Quando Despertamos dá-se  o acordar para a nossa verdadeira realidade divina, energética e espiritual. E não deixa de ser curioso que não existe povo, raça, ser humano que não sinta mais cedo ou mais tarde um apelo mais profundo por algo superior. Até os cépticos, não estão mais do que a fugir a algum tipo de memoria de uma ligação complicada, dolorosa ou frustrada com o divino. 


Diz-nos a sabedoria antiga que tudo o que chega a um limite, vira no seu contrario. Vivemos num mundo dual e por isso tanto a tristeza como a felicidade tem que coexistir. A verdadeira felicidade é o equilíbrio das duas e não a rejeição do negativo e a busca frenética pelo positivo que no fundo é o que vivemos nas sociedades ditas avançadas. 

Acredito que começamos por viver numa escada descendente, em que nos distanciamos cada vez mais da nossa alma e do céu, em que o objectivo principal é sobreviver.
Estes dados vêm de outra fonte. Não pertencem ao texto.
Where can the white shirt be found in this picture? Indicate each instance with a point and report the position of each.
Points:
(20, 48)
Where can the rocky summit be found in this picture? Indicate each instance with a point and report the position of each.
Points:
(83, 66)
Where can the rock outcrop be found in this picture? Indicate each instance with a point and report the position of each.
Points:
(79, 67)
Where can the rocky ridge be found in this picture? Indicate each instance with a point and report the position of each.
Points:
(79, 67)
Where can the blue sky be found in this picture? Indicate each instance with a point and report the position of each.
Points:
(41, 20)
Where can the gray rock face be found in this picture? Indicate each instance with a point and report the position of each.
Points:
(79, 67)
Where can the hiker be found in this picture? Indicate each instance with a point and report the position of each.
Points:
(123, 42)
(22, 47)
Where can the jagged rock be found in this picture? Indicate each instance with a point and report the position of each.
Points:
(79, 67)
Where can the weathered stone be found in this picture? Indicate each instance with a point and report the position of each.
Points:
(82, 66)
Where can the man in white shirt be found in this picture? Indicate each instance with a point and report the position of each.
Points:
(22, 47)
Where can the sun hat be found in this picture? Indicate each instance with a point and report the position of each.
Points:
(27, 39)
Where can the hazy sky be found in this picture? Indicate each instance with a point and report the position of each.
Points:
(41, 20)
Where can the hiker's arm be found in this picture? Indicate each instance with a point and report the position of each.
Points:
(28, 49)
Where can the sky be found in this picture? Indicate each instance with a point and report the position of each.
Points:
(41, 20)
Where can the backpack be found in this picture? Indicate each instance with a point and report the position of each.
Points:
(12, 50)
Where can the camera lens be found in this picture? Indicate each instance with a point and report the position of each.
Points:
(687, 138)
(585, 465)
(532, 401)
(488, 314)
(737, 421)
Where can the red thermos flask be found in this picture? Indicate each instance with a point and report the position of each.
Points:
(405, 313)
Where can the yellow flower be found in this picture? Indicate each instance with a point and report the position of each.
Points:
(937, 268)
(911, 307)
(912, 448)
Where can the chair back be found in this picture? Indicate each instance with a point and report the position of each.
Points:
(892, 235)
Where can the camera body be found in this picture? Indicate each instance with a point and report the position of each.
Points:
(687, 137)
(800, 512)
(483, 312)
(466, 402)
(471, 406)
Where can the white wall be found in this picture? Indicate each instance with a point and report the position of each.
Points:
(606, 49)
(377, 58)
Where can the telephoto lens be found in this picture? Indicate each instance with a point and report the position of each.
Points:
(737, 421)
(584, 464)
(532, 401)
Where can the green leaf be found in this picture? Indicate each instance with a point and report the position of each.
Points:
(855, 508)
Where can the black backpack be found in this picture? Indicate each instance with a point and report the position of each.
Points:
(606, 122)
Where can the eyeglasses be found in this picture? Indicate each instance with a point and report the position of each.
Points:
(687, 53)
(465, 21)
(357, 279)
É a sobrevivência do ego.  É a luta, o confronto, a resistência em querer sempre mais seja a que custo for.  Por ser simbolicamente uma escada descendente, ela aparentemente é fácil, mas também nos distancia cada vez mais do divino.  

São as experiências da matéria, as vivências emocionais mais densas. Por não ter ainda a experiência da sensibilidade, da humildade, da empatia, o relacionamento com a vida e especialmente com os outros é violento, agressivo e por isso é também o caminho das perdas, uma maneira subtil do céu nos dizer que não é por ali, que não é assim. 


São as perdas que nos fazem parar, questionar e em casos extremos, olhar para o céu em busca de resposta e ajuda.  Em busca da re-li-ga-ção. 


Quando a identificação com a matéria e o ego é total ou exagerada ao ponto da pessoa perder o contacto com  as suas emoções, com a sua capacidade de amar ou com a sua dificuldade em fragilizar, a Vida propõem-nos vivencias a que chamamos perdas mas que não são mais do que oportunidades disfarçadas de nos reconectarmos com a nossa essência divina e com as nossas emoções.  O célebre ditado “Há males que vem por bem” é apenas a velha sabedoria a resumir este conceito.

Começa então a viver na escada ascendente, rumo a algo superior, mais íngreme, mais difícil mas muito mais recompensadora.


O Despertar não é mais do que a tomada de consciência de que todas as vivencias que passamos, fazem parte de uma evolução espiritual que está a acontecer em simultâneo com as nossa vidas terrenas. 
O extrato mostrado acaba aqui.